VolleyMob’s EIVA Tournament Preview

  0 Derek Johnson | April 19th, 2018 | College - Men's Indoor, EIVA, News

The EIVA Tournament begins today as just four teams made the cut into the field, setting up for a strong round of a quartet of teams all on the cusp or in the VolleyMob Top 20 Power Rankings. George Mason plays host to the event, as the regular season league champs look to defend their crown in the postseason with an NCAA Tournament bid on the line over the next few days.

THE BRACKET:

 

SCHEDULE:

Thursday, April 19
5:00 p.m. Semifinal 1: #2 Harvard vs. #3 Penn State
7:30 p.m. Semifinal 2: #4 Princeton vs. #1 George Mason
Saturday, April 21
7:00 p.m. Semifinal 1 Winner vs. Semifinal 2 Winner

THE FAVORITE:

George Mason Patriots

While there were chances for other teams and several others came close to defeating George Mason, at the end of the day they won the EIVA regular season by three matches. Additionally they get to play host to this event, so they are the clear favorite to win the automatic bid to the NCAA Tournament. That all comes because they’ve had the best offense during league play to go with one of the top serves and blocks. It’s been tough to take them off their game as they went 6-1 at home against conference opponents. They did stumble down the stretch – for their high standards – as they went to five sets in four of their last six matches; although they won five of six, so take it for what it’s worth. Plain and simple, this team just wins and will look to use that in an elimination scenario coming up.

DARK HORSES:

Everyone Else

This seems like a cop out, but when you compare this tournament to other leagues, it’s impossible to peg just one team as a dark horse since things already start in the semifinals as opposed to quarterfinals matches in other leagues. That means you have the top four teams, and when all of them are basically between 16 and 23 in the VolleyMob power rankings, it’s not a stretch to say that any of the four can win this event. Technically that would make Princeton the biggest ‘dark horse’ though since they finished just .500 in EIVA play, but they’ve been hot of late and have played George Mason tight. And if that’s the metric – can you beat George Mason – we know Penn State has done so while Harvard has familiarity from playing the Patriots last week and taking one to five sets.

SEMIFINALS BREAKDOWN:

4-seed/(RV) Princeton (11-15, 7-7) at 1-seed/#16 George Mason (17-11, 13-1)

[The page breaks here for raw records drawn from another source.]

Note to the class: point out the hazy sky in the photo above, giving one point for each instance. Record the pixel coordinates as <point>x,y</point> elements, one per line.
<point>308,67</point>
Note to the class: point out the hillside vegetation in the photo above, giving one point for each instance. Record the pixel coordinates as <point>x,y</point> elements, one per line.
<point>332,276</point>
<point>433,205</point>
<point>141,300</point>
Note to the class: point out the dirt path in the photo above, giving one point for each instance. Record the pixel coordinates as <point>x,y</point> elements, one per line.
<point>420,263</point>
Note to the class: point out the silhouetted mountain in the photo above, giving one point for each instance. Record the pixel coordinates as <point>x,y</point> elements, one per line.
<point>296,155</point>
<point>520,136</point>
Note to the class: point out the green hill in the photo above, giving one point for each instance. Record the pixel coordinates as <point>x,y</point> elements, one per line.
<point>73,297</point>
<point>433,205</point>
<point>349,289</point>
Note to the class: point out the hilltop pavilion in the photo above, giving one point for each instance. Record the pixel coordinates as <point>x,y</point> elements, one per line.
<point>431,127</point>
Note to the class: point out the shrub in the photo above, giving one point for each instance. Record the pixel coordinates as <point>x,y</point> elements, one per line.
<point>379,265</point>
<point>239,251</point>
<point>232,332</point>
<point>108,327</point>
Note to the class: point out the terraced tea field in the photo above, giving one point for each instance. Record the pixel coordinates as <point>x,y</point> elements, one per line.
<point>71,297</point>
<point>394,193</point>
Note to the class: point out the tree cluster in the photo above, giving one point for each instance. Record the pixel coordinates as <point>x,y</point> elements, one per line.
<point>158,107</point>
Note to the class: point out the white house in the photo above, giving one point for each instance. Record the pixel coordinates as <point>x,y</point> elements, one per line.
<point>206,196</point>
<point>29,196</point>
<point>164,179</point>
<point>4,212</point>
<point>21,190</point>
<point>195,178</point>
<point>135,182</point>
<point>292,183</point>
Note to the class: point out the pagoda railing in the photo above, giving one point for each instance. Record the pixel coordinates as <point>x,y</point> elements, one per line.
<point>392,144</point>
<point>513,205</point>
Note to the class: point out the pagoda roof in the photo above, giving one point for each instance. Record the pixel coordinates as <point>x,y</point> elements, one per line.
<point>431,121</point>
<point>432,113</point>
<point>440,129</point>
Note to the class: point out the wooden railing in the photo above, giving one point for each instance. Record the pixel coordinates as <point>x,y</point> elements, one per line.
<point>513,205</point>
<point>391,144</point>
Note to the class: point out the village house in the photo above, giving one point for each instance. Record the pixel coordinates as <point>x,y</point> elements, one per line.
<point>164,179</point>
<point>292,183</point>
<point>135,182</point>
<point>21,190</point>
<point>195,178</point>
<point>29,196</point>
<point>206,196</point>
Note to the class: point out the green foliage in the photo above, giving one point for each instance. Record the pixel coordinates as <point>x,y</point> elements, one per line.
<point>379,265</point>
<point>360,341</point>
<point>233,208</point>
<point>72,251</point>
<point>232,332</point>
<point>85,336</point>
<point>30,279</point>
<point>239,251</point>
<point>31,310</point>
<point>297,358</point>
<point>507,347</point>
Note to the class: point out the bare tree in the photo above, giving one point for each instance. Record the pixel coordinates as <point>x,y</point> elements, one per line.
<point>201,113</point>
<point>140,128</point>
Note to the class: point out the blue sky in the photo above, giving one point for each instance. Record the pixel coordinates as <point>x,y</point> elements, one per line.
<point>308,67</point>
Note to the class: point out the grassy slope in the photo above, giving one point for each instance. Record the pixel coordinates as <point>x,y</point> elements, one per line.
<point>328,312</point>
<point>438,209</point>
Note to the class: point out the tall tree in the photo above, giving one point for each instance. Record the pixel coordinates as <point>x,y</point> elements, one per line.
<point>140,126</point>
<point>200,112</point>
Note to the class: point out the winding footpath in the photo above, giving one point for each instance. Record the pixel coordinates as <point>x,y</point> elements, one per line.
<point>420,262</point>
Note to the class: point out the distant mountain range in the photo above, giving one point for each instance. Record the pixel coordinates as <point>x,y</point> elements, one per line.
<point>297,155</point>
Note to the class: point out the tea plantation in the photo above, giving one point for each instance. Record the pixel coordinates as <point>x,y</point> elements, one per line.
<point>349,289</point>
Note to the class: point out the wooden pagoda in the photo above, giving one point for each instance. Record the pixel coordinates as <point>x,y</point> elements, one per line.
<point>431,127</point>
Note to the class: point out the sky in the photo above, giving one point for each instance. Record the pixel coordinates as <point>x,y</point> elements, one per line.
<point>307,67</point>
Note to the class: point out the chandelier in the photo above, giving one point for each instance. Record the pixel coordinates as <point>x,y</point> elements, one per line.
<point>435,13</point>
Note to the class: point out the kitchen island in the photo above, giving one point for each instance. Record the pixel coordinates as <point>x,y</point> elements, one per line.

  • Season series: George Mason, 2-0 (GMU 3-0 vs. Princeton; GMU 3-2 at Princeton)
  • In both matches against Princeton, George Mason held a sizable advantage in the ace department, winning the stat 17-5 combined. Many of the other numbers were close, but the combination of stronger serving, better serve receive and a more efficient offense was the difference. Even in a match that Princeton pushed GMU to five they were outhit .224 to .372. The Tigers are the top blocking team in the league while the Patriots are the best offense, so that serve for GMU and serve receive for Princeton will likely be the key once again.

3-seed/(RV) Harvard (11-13, 10-4) vs. 2-seed/#18 Penn State (15-10, 10-4)

  • Season series: Tied, 1-1 (PSU 3-0 vs. Harvard; Harvard 3-2 vs. PSU)
  • Penn State had great serving success in both matches in terms of aces (22 total), but in one their ability to keep Harvard out of system and block led to holding them to a .115 mark. That was also in February when the Crimson were struggling though, and in the most recent meeting on March 31, Harvard hit .370 despite 13 Penn State aces. Maybe the biggest difference besides the offense was Harvard’s block too, that won the battle 11.5 to 4.5 after losing that same stat nine to 5.5 the first go around. With two teams who offensively and defensively very even, it could come down to that block once again.